In his adventures he encounters the various races of Mars – unfortunately, as interesting as these races or their world could be, it is assumed by the author that the reader has already read the previous books. And so sadly the first half of the book was a struggle to read as it was overwhelming trying to wade through so many names of people and places but no context for who or what they were.

However, the book’s salvation came halfway in when the lost nation of Lothar, occupied by powerful telepathic beings, is discovered. This is where the book grabs the reader and pulls him back into the story. The once-peaceful Lotharians are a dying race, as their women and children have been killed in the war with the Torquas (green Martians). They were forced to adapt to the ways of war to defend themselves and weaponised their telepathic abilities.
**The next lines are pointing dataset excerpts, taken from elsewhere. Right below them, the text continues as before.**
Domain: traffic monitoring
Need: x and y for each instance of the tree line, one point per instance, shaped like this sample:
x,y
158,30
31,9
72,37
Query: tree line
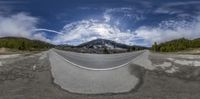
x,y
23,44
176,45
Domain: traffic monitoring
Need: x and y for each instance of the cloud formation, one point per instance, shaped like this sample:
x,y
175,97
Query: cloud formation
x,y
20,25
169,30
86,30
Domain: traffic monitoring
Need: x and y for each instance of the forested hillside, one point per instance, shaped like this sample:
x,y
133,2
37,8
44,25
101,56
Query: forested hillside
x,y
176,45
23,44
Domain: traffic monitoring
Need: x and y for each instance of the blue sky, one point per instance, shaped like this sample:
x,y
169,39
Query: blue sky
x,y
134,22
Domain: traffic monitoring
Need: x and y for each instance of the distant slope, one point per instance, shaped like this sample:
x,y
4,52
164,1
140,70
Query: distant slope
x,y
108,44
176,45
19,43
101,46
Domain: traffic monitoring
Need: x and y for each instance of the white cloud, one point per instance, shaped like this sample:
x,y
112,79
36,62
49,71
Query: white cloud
x,y
170,30
17,25
20,25
86,30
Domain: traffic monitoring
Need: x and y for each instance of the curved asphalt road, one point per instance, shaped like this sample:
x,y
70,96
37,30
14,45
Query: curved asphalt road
x,y
98,61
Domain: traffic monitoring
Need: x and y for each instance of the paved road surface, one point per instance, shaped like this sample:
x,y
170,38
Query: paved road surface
x,y
99,61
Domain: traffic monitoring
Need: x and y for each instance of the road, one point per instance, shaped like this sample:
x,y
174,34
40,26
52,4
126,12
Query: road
x,y
98,61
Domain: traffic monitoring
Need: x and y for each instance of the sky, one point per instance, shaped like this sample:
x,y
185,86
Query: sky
x,y
133,22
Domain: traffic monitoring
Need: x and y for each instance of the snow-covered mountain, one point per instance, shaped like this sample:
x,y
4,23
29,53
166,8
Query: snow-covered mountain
x,y
108,44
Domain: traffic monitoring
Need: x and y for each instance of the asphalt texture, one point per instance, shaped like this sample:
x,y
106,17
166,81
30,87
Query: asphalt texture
x,y
98,61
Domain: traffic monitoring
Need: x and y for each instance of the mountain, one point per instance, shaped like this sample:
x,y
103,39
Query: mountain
x,y
108,44
20,43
With sheer imagination they can summon warriors to fight for them – these warriors are mere telepathic constructs who only exist because the enemy believes they exist. And it is belief that has structured the Lotharians philosophy and society. There is no easy way to describe the Lotharian philosophy without quoting the book directly:

“Once that truth became implanted in their minds, it is the theory of many of us, no longer would they fall prey to the suggestion of the deadly arrows, for greater would be the suggestion of the truth, and the more powerful suggestion would prevail—it is law.”

“And the banths?” questioned Carthoris. “They, too, were but creatures of suggestion?”
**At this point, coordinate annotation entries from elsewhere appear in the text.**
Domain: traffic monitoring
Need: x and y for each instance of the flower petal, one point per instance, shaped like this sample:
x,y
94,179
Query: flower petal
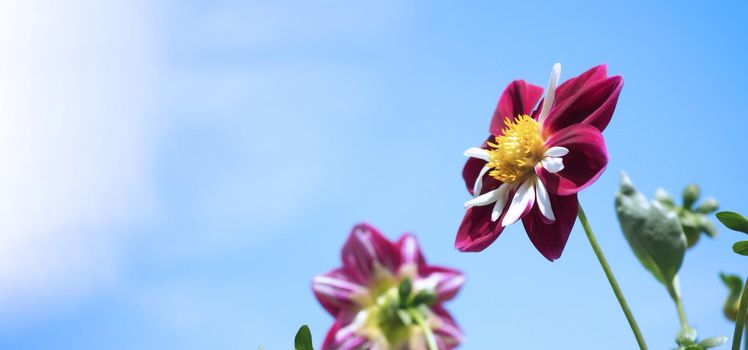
x,y
519,97
336,290
445,328
477,152
410,252
573,85
471,172
367,253
594,105
477,231
478,187
522,202
550,238
552,164
339,337
556,152
585,162
544,203
550,93
484,199
441,280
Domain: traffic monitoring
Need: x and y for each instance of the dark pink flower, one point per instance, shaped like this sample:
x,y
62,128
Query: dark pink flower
x,y
539,155
385,294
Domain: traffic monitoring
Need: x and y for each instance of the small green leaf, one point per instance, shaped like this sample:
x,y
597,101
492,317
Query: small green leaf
x,y
686,336
733,221
734,286
303,339
690,194
741,248
653,232
424,297
713,342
“Some of them were real,” replied Jav. “Those that accompanied the archers in pursuit of the Torquasians were unreal. Like the archers, they never returned, but, having served their purpose, vanished with the bowmen when the rout of the enemy was assured.

“Those that remained about the field were real. Those we loosed as scavengers to devour the bodies of the dead of Torquas. This thing is demanded by the realists among us. I am a realist. Tario is an etherealist.

“The etherealists maintain that there is no such thing as matter—that all is mind. They say that none of us exists, except in the imagination of his fellows, other than as an intangible, invisible mentality.

“According to Tario, it is but necessary that we all unite in imagining that there are no dead Torquasians beneath our walls, and there will be none, nor any need of scavenging banths.”

“You, then, do not hold Tario’s beliefs?” asked Carthoris.

“In part only,” replied the Lotharian. “I believe, in fact I know, that there are some truly ethereal creatures. Tario is one, I am convinced. He has no existence except in the imaginations of his people.

“Of course, it is the contention of all us realists that all etherealists are but figments of the imagination. They contend that no food is necessary, nor do they eat; but any one of the most rudimentary intelligence must realize that food is a necessity to creatures having actual existence.”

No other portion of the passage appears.